Carole Nash
Content Writer
Published: 26th February 2018

In 2017, the car industry was dominated by the news that all petrol and diesel cars will be banned from 2040. The issue continues to be debated by politicians, as ministers have said that three-fifths of new cars must be electric by 2030 in order to meet greenhouse gas targets. This has been suggested by the Committee on Climate Change. The announcement came after Theresa May launched a 25-year plan to protect the environment, which includes eliminating all avoidable plastic waste by 2042.

The government have said the UK is cutting emissions faster than any other G7 nation. The committee believe the new Clean Growth Plan is an improvement, but there aren’t any detailed policies on meeting legal carbon targets. Committee leader, Lord Deben has said the car industry needs to be more responsible. “If you’re going to sell an electric car your dealers have got to understand…so training dealers is essential. If you’re running a big fossil fuel company, you have to start thinking about the realities of when, not if, because it is not any longer, we use a lot less fossil fuels.”

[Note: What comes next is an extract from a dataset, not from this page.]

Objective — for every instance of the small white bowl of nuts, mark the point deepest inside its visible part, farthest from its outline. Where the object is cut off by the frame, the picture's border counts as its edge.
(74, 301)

The committee have urged 30 to 70% of new cars need to have ultra-low emission by 2030, while 40% of new vans should follow suit. Currently, less than 5% of new car sales are “alternatively fuelled,” including hybrid models. Lord Deben added “the government’s policies will need to be firmed up as a matter of urgency and supplemented with additional measures if the UK is to deliver on legal commitments and secure its position as an international climate change leader. All departments now need to look at their contribution towards cutting emissions – including the Department for Transport.”

A spokesperson from the Energy and Climate Intelligence Unit, Richard Black, echoed Lord Deben’s point. “We’re not on track to meet emission goals that kick in in just five years’ time. That leaves ministers little time for enquiries and consultations – they’re going to have to put new policies in place first.” Black has suggested that cutting company car tax for electric vehicles and repealing the ban on onshore wind power will help.

Making cars more environmentally friendly will be beneficial in the long term. But it could be argued that the government are spinning too many plates at once. Transitioning from petrol and diesel to electric is a major shift and one that could take longer than 2040. It’s an ambitious project and lowering car emissions is a good start.

What do you think of the Committee on Climate Change’s proposal?